Ashes and Forgiveness

“To be a Christian means to forgive the inexcusable because God has forgiven the inexcusable in you.”~C. S. Lewis

We met Andy in the least likely of places. My wife and I hiked carefully down the saturated earthen slope to view The Basin where water cascades into a granite bowl and whirlpools around its walls. American naturalist Henry David Thoreau stood on the same spot on his first trip to the White Mountains in September of 1839, and later wrote in his Journal: “This pothole is perhaps the most remarkable curiosity of its kind in New England.” Samuel Eastman in his White Mountain Guide called this spot, “One of the beautiful haunts of Nature, a luxurious and delicious bath fit for the ablutions of a goddess.” High praise indeed for a boiling pot of frigid liquid. Standing on the rim of this natural marvel was a young woman with long dark hair and even longer quilted down coat. She turned to look at us through round black spectacles, greeted us, then asked without blinking if we would use her phone to shoot a video while she spread ashes over The Basin. Andy explained that her mother had died the year before and that she was traveling literally across the globe to sprinkle her mother’s remains in meaningful places. I accepted her phone and awesome responsibility, asked how to manipulate the video controls, and proceeded to miss the shot as she sprinkled her mother over the swirling water. I was crushed, having failed to capture this once-in-a-lifetime moment. I confessed as such to Andy and waited for tears to fall in response, but she simply smiled and said, “Don’t worry. Let’s try again.” More of her mother remained in a ziplock plastic bag, and fortunately I got it right the second time.

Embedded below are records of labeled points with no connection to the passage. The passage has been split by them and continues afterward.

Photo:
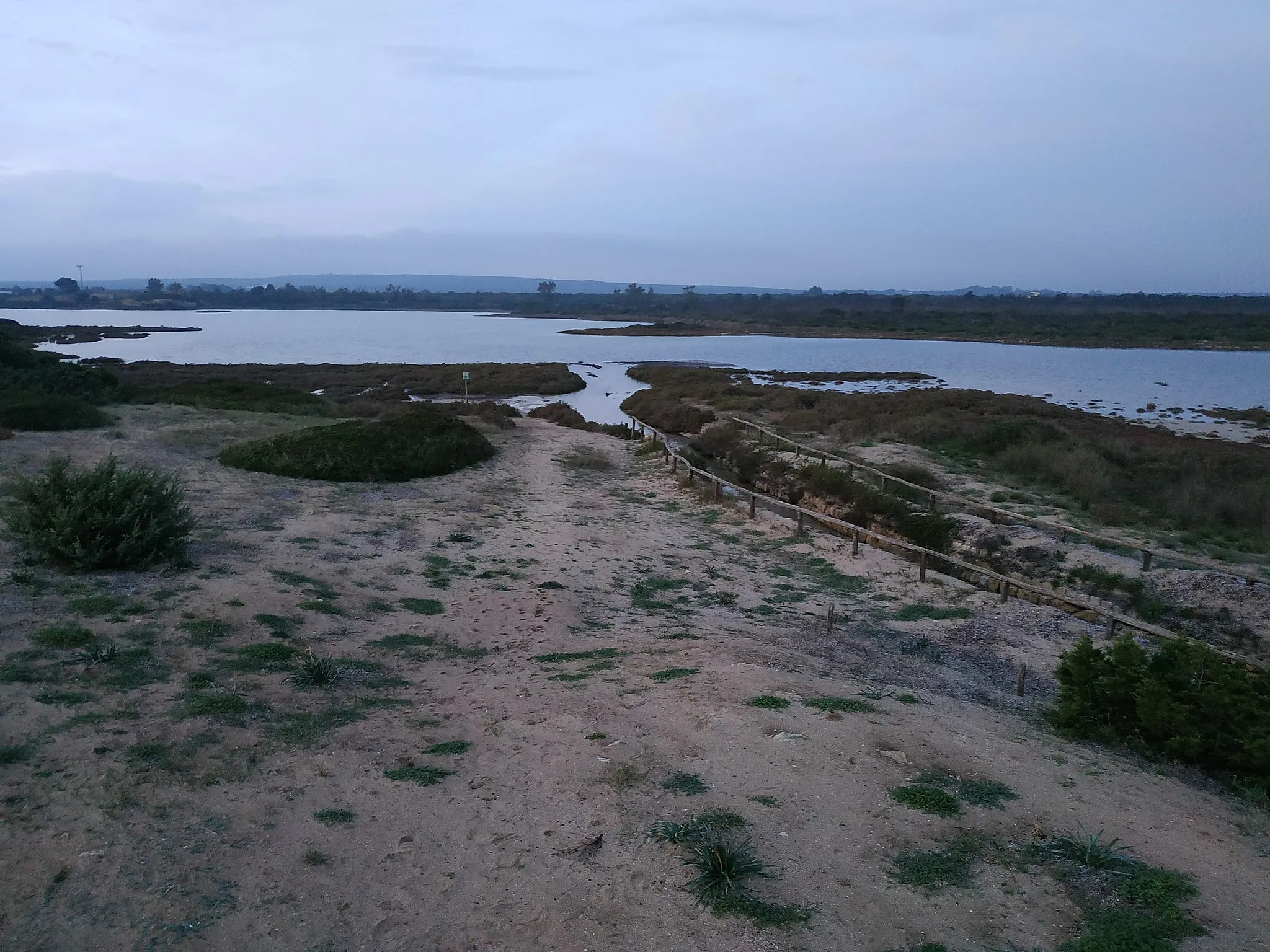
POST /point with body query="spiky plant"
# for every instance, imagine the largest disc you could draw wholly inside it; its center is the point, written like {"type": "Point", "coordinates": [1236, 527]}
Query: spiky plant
{"type": "Point", "coordinates": [1090, 851]}
{"type": "Point", "coordinates": [723, 870]}
{"type": "Point", "coordinates": [313, 671]}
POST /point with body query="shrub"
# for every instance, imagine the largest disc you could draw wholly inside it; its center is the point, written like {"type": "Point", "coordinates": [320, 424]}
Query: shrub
{"type": "Point", "coordinates": [110, 517]}
{"type": "Point", "coordinates": [1184, 702]}
{"type": "Point", "coordinates": [30, 410]}
{"type": "Point", "coordinates": [414, 444]}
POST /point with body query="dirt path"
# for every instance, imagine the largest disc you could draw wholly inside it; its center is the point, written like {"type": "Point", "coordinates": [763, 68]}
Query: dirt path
{"type": "Point", "coordinates": [130, 826]}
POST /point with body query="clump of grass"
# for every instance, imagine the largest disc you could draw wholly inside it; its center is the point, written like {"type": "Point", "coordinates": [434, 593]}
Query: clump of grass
{"type": "Point", "coordinates": [448, 747]}
{"type": "Point", "coordinates": [584, 457]}
{"type": "Point", "coordinates": [625, 776]}
{"type": "Point", "coordinates": [205, 631]}
{"type": "Point", "coordinates": [280, 626]}
{"type": "Point", "coordinates": [64, 637]}
{"type": "Point", "coordinates": [422, 606]}
{"type": "Point", "coordinates": [928, 799]}
{"type": "Point", "coordinates": [13, 754]}
{"type": "Point", "coordinates": [255, 659]}
{"type": "Point", "coordinates": [313, 671]}
{"type": "Point", "coordinates": [985, 792]}
{"type": "Point", "coordinates": [424, 776]}
{"type": "Point", "coordinates": [687, 783]}
{"type": "Point", "coordinates": [672, 673]}
{"type": "Point", "coordinates": [334, 816]}
{"type": "Point", "coordinates": [723, 871]}
{"type": "Point", "coordinates": [413, 444]}
{"type": "Point", "coordinates": [769, 702]}
{"type": "Point", "coordinates": [109, 517]}
{"type": "Point", "coordinates": [923, 610]}
{"type": "Point", "coordinates": [65, 697]}
{"type": "Point", "coordinates": [938, 870]}
{"type": "Point", "coordinates": [1090, 851]}
{"type": "Point", "coordinates": [837, 703]}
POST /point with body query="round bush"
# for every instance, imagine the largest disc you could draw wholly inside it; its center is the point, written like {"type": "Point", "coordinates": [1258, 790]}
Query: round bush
{"type": "Point", "coordinates": [414, 444]}
{"type": "Point", "coordinates": [29, 410]}
{"type": "Point", "coordinates": [109, 517]}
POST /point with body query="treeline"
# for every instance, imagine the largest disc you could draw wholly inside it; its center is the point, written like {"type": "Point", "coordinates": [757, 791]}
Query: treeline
{"type": "Point", "coordinates": [1158, 320]}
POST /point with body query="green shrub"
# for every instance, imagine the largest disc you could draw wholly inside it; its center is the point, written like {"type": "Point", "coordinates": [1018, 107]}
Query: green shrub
{"type": "Point", "coordinates": [110, 517]}
{"type": "Point", "coordinates": [1185, 702]}
{"type": "Point", "coordinates": [30, 410]}
{"type": "Point", "coordinates": [417, 443]}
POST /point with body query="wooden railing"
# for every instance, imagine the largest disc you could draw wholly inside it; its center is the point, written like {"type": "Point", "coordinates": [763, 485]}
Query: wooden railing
{"type": "Point", "coordinates": [995, 513]}
{"type": "Point", "coordinates": [926, 558]}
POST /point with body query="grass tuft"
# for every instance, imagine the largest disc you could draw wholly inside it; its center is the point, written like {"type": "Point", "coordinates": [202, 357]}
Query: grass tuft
{"type": "Point", "coordinates": [424, 776]}
{"type": "Point", "coordinates": [687, 783]}
{"type": "Point", "coordinates": [837, 703]}
{"type": "Point", "coordinates": [769, 702]}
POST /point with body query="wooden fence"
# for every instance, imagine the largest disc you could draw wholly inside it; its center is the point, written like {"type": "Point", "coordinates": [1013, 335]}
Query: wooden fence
{"type": "Point", "coordinates": [996, 514]}
{"type": "Point", "coordinates": [1005, 586]}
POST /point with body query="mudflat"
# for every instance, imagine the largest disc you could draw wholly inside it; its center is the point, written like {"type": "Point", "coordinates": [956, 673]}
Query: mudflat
{"type": "Point", "coordinates": [538, 659]}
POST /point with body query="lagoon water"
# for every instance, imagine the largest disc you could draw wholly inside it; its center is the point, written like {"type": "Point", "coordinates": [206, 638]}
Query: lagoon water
{"type": "Point", "coordinates": [1101, 380]}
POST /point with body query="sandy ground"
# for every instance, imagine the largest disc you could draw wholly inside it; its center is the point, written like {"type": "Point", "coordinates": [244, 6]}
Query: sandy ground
{"type": "Point", "coordinates": [206, 850]}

Grace is not escape; it is engagement at the highest level of risk, and forgiveness is the remedy for everything. This is why the chief of sinners was also the most prolific evangelist and church planter the world has ever known. Fortunately for me and you, we are forgiven, not only for past failures, but for all future blunders we’ve yet to commit, what Piper calls “Future Grace.” The only possible way to avoid hypocrisy and self-loathing is to step ever deeper inside the labyrinth of forgiveness. We were never intended to wander looking sadly behind, lost in a world of anonymous bridges. Forgiveness begins with believing in Jesus Christ; it flourishes as we forgive ourselves. But which sins are forgiven? “I am writing to you, little children, because your sins have been forgiven you for His name’s sake” (1 John 2:12/ NASB). Our English Bibles do not grant the fullest sense of the Greek word translated as simply “forgiven.” The Greek tense is a perfect participle, referring to something that has occurred in the past and is continuing into the present. This means that all of the past and present sins of Christians have been erased, never to be recalled. We are pardoned not because we actively confess our sins each day, but because God declared us “whole” the moment we truly believed. 

After Andy walked away with her mother in her pocket, I watched a leaf surrender today to the cold and pirouette into the whirlpool. I oddly felt sorry for the Sugar Maples, dropping what they worked so hard to nurture and retain, but I watched as other leaves followed suit. Forgiveness means the final curtain never has to fall; this moment is not the final word for those who live by Grace.